When the indenting a line, let NODE be the node at the beginning of the current line, we pass this node to the MATCHER of each rule, one of them will match the node (eg, “this node is a closing bracket!”). Then we pass the node to the ANCHOR, which returns a point (eg, the beginning of NODE’s parent). We find the column number of that point (eg, 4), add OFFSET to it (eg, 0), and that is the column we want to indent the current line to (4 + 0 = 4).

Matchers and anchors are functions that takes (NODE PARENT BOL &rest _). Matches return nil/non-nil for no match/match, and anchors return the anchor point. An Offset is usually a number or a variable, but it can also be a function. Below are some convenient builtin matchers and anchors.

For MATHCER we have

(parent-is TYPE) => matches if PARENT’s type matches TYPE as regexp
(node-is TYPE) => matches NODE’s type
(query QUERY) => matches if querying PARENT with QUERY
                 captures NODE.

(match NODE-TYPE PARENT-TYPE NODE-FIELD
       NODE-INDEX-MIN NODE-INDEX-MAX)

=> checks everything. If an argument is nil, don’t match that. Eg,
(match nil TYPE) is the same as (parent-is TYPE)

For ANCHOR we have

first-sibling => start of the first sibling
parent => start of parent
parent-bol => BOL of the line parent is on.
prev-sibling => start of previous sibling
no-indent => current position (don’t indent)
prev-line => start of previous line

There is also a manual section for indent: Parser-based Indentation.

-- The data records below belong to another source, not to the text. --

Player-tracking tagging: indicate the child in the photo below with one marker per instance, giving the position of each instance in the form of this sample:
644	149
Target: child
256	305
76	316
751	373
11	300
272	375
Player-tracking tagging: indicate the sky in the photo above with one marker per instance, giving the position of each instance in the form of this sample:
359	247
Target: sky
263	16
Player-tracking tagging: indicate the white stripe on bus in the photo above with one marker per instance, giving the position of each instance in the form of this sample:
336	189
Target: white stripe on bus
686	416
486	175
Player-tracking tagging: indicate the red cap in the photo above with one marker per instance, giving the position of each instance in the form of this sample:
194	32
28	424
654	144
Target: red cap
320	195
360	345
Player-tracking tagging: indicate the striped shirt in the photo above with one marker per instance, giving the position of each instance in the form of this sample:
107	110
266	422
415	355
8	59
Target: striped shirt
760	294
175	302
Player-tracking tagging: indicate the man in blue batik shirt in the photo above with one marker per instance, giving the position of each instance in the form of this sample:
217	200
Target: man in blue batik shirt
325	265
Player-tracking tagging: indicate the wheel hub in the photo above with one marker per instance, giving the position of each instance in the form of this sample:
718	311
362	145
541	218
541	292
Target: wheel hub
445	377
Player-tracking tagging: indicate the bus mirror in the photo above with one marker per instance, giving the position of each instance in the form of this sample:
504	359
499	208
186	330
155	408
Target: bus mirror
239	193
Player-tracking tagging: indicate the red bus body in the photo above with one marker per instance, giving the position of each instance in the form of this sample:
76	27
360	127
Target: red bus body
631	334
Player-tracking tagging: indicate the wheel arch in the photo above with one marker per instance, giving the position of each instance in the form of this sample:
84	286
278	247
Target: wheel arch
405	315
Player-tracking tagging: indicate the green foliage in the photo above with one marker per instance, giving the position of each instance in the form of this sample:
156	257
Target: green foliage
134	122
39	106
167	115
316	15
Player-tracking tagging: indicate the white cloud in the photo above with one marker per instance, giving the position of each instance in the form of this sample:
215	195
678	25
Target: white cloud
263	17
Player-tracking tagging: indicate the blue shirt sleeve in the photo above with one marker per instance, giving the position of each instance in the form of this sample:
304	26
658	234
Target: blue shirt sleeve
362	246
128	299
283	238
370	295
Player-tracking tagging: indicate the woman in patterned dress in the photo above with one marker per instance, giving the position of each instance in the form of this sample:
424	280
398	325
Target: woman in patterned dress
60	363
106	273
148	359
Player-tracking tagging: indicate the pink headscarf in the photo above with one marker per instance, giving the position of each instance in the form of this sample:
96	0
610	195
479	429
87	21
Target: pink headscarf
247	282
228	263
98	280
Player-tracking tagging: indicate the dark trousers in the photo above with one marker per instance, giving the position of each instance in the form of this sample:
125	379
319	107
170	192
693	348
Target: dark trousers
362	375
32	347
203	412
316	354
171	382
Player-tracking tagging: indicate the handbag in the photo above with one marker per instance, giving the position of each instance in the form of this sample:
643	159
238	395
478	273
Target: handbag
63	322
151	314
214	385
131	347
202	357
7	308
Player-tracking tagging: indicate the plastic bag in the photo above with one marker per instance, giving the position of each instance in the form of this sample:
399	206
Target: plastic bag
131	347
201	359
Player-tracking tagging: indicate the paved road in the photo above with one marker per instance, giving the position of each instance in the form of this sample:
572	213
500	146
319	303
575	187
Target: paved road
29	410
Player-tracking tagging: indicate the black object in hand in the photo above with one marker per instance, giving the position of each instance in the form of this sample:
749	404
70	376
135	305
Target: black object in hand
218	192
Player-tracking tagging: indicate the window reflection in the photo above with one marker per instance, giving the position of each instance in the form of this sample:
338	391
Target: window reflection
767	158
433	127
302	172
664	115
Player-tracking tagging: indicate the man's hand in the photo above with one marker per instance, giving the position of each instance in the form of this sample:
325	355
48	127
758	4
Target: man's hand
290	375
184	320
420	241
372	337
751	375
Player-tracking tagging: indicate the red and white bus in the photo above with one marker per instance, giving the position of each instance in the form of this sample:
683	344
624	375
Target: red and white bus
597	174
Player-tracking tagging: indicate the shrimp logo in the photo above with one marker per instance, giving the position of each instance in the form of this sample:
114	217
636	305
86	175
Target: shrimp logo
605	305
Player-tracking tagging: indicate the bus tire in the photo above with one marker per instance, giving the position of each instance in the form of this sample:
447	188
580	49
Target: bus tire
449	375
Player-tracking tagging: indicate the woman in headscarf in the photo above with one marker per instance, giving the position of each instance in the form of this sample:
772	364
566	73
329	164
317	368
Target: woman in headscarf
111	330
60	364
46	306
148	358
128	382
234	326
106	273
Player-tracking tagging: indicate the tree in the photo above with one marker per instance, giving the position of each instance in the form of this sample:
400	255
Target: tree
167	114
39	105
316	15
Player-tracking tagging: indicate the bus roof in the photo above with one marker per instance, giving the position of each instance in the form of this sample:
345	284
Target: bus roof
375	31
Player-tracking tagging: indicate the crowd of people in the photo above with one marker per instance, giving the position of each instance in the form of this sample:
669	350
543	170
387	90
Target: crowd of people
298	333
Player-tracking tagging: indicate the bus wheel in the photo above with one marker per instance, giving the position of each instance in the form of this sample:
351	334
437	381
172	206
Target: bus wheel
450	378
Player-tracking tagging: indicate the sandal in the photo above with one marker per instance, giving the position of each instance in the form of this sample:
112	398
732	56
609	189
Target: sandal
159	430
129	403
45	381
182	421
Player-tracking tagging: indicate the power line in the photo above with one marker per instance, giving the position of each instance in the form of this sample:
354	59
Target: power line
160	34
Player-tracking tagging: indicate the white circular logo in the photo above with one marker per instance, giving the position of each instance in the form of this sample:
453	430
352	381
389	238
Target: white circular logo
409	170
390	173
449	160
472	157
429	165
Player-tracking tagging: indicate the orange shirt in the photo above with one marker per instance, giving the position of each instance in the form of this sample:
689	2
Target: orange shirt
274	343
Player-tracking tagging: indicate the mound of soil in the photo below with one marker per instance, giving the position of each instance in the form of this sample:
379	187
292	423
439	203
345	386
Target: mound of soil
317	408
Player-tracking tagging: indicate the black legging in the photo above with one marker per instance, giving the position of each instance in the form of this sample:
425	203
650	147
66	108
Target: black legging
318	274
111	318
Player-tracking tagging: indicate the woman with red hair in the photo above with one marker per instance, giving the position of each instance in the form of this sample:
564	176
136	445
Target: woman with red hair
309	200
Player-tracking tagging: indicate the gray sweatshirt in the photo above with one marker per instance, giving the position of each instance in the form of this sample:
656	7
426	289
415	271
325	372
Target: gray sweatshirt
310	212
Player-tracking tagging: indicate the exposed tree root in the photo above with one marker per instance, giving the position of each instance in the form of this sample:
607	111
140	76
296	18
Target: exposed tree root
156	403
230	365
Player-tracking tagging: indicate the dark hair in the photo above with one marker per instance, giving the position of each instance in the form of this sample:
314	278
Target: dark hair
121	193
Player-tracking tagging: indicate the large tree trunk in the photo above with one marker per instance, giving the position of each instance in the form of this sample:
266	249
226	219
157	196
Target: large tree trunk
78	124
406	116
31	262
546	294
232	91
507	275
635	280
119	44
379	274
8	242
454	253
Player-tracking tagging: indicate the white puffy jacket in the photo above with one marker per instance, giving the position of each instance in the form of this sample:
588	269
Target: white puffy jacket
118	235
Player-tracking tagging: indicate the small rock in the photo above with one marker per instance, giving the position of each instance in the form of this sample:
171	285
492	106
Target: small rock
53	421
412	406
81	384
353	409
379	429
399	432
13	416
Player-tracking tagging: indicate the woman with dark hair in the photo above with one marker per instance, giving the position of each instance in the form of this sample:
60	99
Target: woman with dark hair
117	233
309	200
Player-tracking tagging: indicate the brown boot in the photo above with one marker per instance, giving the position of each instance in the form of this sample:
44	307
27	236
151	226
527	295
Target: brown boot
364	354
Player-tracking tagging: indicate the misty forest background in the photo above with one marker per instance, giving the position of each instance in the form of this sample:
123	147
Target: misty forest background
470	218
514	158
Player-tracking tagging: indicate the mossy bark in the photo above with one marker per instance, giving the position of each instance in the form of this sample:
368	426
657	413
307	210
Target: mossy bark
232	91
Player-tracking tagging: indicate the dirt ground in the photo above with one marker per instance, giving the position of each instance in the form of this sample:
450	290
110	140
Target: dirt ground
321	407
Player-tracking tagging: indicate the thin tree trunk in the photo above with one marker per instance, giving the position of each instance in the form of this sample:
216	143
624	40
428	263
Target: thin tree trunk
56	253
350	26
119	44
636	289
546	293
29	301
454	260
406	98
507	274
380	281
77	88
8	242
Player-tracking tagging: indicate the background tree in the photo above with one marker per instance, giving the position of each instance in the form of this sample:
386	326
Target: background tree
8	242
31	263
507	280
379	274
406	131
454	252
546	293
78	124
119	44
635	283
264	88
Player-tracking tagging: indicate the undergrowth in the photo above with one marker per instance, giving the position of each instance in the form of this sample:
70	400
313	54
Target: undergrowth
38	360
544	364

When writing indent rules, you can use treesit-check-indent to
check if your indentation is correct. To debug what went wrong, set
treesit--indent-verbose to t. Then when you indent, Emacs
tells you which rule is applied in the echo area.

Here is an example:

(defvar typescript-mode-indent-rules
  (let ((offset 'typescript-indent-offset))
    `((typescript
       ;; This rule matches if node at point is ")", ANCHOR is the
       ;; parent node’s BOL, and offset is 0.
       ((node-is ")") parent-bol 0)
       ((node-is "]") parent-bol 0)
       ((node-is ">") parent-bol 0)
       ((node-is "\\.") parent-bol ,offset)
       ((parent-is "ternary_expression") parent-bol ,offset)
       ((parent-is "named_imports") parent-bol ,offset)
       ((parent-is "statement_block") parent-bol ,offset)
       ((parent-is "type_arguments") parent-bol ,offset)
       ((parent-is "variable_declarator") parent-bol ,offset)
       ((parent-is "arguments") parent-bol ,offset)
       ((parent-is "array") parent-bol ,offset)
       ((parent-is "formal_parameters") parent-bol ,offset)
       ((parent-is "template_substitution") parent-bol ,offset)
       ((parent-is "object_pattern") parent-bol ,offset)
       ((parent-is "object") parent-bol ,offset)
       ((parent-is "object_type") parent-bol ,offset)
       ((parent-is "enum_body") parent-bol ,offset)
       ((parent-is "arrow_function") parent-bol ,offset)
       ((parent-is "parenthesized_expression") parent-bol ,offset)
       ...))))

Then you set treesit-simple-indent-rules to your rules, and call treesit-major-mode-setup.

Imenu

Set treesit-simple-imenu-settings and call treesit-major-mode-setup.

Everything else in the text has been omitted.